By The Bard from Eyes on Obama:
Yesterday's (July 22) Chicago Tribune has an op-ed column by Steven Calabresi, who is a professor at Northwestern University's Law School, a founding member of the Federalist Society, and a veteran of the Reagan and Bush Sr. administrations. He asserts that Barack Obama is too young to be president. I thought his column was so asinine that it called for a response.
Yesterday's (July 22) Chicago Tribune has an op-ed column by Steven Calabresi, who is a professor at Northwestern University's Law School, a founding member of the Federalist Society, and a veteran of the Reagan and Bush Sr. administrations. He asserts that Barack Obama is too young to be president. I thought his column was so asinine that it called for a response. For understandable reasons of space limitations, the Tribune publishes only a small fraction of the letters submitted to the editor, and they are not likely to publish this one. In case anybody is interested, here is the link.
Here is the letter I wrote to the Tribune:
As a Northwestern University law professor, Steven Calabresi must be a smart guy, but his guest column in the July 22 Tribune is one of the stupidest essays I have ever seen. He argues that Barack Obama is too young for the job of President of the United States. He gives two main reasons to support his claim.
First, the constitutional minimum age requirement of 35 came at a time when the average lifespan was only slightly over half of what it is today. Mr. Calabresi admits that the courts should not use that fact to decree a higher minimum age (which he obnoxiously suggests, without evidence, is the kind of thing the dreaded "liberal" Supreme Court justices would do), but he implies that a 47-year-old man such as Obama is equivalent to a 25-year-old in 1789... as if Senator Obama is still getting used to wearing long pants.

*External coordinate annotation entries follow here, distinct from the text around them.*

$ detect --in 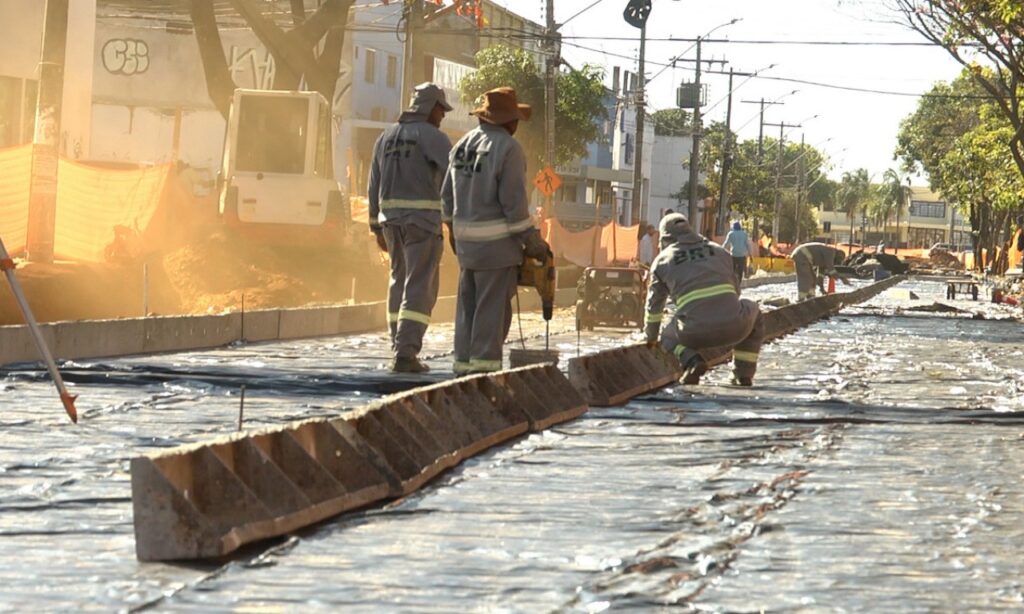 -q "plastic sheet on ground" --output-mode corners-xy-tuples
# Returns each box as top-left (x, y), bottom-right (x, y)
(0, 282), (1024, 612)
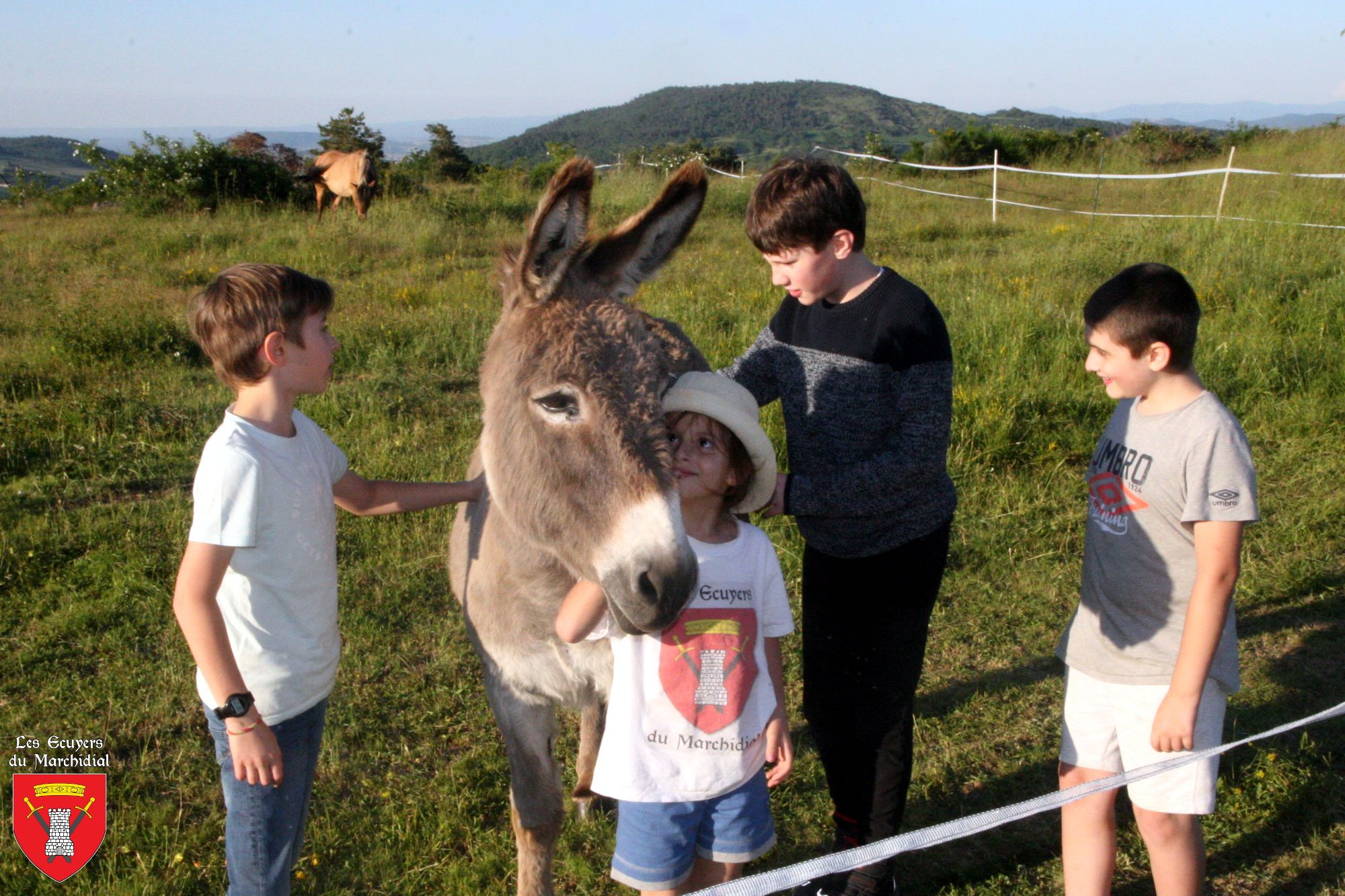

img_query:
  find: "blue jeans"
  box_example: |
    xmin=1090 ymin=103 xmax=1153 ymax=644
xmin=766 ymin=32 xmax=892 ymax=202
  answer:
xmin=206 ymin=700 xmax=327 ymax=896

Second, he cites the three men who became president at a younger age than Obama would be next January - Teddy Roosevelt, Kennedy, and Clinton - as examples to be avoided. Teddy Roosevelt's image is on Mt. Rushmore, and he is usually regarded as a great, or near great, president by both Republicans and Democrats. Kennedy is favorably remembered by most Americans. Clinton, of course, is a very fresh memory and still controversial, but who I believe will be judged favorably by most future historians.
Of course, Mr. Calabresi also notes the usual claptrap about Obama's supposed flip flops and associations with a few controversial people, without acknowledging that the same charges apply equally to Senator McCain, and many other political leaders. Mr. Calabresi can make the case that Barack Obama is on the wrong side of too many issues, but his "too young to be President" argument is both false and poorly supported.